Certes on ne nous soupçonnera pas de jésuitisme, mais enfin, si les jésuites sont hors la loi, ils ne sont pas hors l’humanité, et il ne peut pas être permis de les représenter comme une bande de voleurs et d’assassins, au moins sans preuves, et dans une pure fiction. Parce que les repaires de la Cité, que vous avez fouillés avec tant de complaisance, vous font défaut, et que vous avez besoin d’un nouveau répertoire de crimes pour amuser vos lecteurs, ce n’est pas une raison pour représenter les jésuites comme capables des actions les plus infames et les dignes pendans de Jacques Ferrand et du maître d’école. Que ces hommes soient suspects à la liberté, qui est ombrageuse, qu’ils soient hostiles à l’esprit de notre siècle, on ne le conteste pas ; main de là à suborner, à séquestrer, à assassiner les gens pour de l’or, il y a loin.
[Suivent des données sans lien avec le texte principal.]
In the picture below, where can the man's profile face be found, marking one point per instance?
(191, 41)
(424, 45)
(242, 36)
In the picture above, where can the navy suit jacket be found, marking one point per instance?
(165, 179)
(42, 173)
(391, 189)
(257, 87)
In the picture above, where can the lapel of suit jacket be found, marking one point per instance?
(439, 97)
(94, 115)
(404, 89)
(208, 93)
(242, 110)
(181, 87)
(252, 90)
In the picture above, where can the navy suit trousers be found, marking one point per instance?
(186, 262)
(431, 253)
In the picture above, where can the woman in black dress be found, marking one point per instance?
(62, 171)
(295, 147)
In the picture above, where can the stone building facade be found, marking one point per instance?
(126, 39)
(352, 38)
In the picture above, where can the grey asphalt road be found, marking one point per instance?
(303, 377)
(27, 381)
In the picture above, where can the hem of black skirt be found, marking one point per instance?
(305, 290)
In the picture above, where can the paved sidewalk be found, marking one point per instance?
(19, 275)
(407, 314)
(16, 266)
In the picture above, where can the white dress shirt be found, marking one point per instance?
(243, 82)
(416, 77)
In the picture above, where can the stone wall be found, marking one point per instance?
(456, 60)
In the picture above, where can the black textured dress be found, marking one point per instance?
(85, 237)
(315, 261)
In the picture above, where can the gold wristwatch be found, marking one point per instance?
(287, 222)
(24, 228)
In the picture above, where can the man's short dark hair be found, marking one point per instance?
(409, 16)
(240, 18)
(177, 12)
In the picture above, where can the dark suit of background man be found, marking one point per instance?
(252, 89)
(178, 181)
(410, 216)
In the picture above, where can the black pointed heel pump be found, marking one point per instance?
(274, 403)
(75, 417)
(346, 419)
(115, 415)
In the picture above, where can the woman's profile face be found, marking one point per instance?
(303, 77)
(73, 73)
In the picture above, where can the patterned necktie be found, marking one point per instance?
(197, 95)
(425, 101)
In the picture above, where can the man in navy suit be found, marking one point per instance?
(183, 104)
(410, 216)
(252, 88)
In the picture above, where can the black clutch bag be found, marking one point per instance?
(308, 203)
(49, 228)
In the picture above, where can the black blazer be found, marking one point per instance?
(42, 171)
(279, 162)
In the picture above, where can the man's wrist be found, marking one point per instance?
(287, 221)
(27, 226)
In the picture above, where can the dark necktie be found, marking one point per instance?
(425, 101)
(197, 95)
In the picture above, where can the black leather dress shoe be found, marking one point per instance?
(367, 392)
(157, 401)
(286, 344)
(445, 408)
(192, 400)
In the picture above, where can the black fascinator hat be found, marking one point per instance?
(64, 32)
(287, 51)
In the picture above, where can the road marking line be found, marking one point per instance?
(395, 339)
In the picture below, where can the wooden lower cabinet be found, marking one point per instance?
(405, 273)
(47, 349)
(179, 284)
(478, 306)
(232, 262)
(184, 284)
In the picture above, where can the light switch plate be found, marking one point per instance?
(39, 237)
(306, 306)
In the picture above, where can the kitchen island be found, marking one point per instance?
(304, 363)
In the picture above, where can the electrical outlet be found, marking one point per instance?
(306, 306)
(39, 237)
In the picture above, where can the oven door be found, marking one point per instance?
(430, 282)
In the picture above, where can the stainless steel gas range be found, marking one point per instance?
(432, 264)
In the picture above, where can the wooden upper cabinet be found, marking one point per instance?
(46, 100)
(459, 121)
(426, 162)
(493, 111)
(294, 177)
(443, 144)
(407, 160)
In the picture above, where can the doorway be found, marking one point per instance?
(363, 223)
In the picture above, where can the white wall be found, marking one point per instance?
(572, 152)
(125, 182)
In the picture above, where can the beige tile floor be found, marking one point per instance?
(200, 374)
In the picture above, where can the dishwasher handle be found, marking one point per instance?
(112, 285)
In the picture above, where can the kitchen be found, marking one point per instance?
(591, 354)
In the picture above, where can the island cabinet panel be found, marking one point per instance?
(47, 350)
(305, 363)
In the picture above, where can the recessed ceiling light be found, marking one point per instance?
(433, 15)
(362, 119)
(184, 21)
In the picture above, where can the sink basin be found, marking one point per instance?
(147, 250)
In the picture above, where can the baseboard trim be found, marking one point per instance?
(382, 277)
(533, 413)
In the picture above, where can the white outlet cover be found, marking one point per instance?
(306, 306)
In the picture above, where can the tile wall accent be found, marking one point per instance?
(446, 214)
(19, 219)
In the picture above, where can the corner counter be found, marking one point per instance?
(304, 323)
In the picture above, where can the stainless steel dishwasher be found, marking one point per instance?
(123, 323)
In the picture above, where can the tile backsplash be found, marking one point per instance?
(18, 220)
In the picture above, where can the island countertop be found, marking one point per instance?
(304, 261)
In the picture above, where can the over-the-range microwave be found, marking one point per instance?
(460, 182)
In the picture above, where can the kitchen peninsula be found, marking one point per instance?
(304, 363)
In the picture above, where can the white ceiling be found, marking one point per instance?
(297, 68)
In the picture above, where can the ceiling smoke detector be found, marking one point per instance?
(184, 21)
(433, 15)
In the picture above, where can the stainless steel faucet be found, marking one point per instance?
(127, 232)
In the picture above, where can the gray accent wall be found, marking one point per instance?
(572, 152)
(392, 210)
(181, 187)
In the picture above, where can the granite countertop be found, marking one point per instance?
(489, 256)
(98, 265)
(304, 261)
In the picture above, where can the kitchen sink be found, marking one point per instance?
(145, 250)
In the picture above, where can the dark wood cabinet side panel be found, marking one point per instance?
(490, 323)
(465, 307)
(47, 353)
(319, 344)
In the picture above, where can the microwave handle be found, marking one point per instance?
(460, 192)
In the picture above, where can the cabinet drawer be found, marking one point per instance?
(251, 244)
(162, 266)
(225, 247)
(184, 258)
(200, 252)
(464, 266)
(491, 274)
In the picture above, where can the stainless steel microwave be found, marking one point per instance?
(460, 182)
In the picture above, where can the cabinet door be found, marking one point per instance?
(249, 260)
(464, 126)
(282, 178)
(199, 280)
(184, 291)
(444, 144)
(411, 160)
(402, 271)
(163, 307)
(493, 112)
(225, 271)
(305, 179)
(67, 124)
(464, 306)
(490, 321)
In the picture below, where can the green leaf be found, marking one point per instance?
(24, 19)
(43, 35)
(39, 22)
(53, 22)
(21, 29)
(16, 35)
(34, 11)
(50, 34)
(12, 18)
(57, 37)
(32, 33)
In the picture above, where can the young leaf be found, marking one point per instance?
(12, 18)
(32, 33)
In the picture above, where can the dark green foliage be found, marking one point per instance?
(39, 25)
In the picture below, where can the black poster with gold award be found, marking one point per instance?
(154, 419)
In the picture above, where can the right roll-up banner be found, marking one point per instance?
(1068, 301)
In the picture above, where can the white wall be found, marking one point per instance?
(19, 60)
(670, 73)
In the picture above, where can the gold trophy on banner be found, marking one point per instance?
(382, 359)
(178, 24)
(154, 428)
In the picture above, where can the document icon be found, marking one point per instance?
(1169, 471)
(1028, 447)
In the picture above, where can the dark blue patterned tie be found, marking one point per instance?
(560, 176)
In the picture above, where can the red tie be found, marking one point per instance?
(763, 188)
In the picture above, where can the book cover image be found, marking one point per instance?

Ah ! si vous avez les preuves en main, parlez haut, tonnez, ne ménagez personne, soyez le vengeur de la moralité humaine ; romancier, devenez un ministère public éloquent, et que votre œuvre soit un formidable réquisitoire sous lequel des scélérats puissans tomberont brisés et anéantis, aux applaudissemens du monde et à votre gloire. Vous n’aurez peut-être pas fait un roman, vous aurez fait, à coup sûr, une œuvre méritoire, vous aurez accompli une mission utile. Est-ce le cas actuel ? Aviez-vous des preuves ? N’avez-vous pas inventé des crimes à plaisir ? Et en noircissant ainsi vos adversaires, en les peignant comme d’abominables bandits, auprès desquels les forçats sont de véritables saints, n’avez-vous pas cherché à exploiter les haines qu’ils inspirent ? N’avez-vous pas voulu fonder votre succès aux dépens de leur honneur et de la vérité ? S’il en est ainsi, il est douteux que vous fussiez absous en bonne morale, mais peut-être la critique littéraire, qui aime le beau avant tout, trouverait des circonstances atténuantes, s’il était sorti de là une œuvre saisissante et poétique. La critique pourrait avoir une faiblesse ; hélas ! elle n’a pas même de tentation.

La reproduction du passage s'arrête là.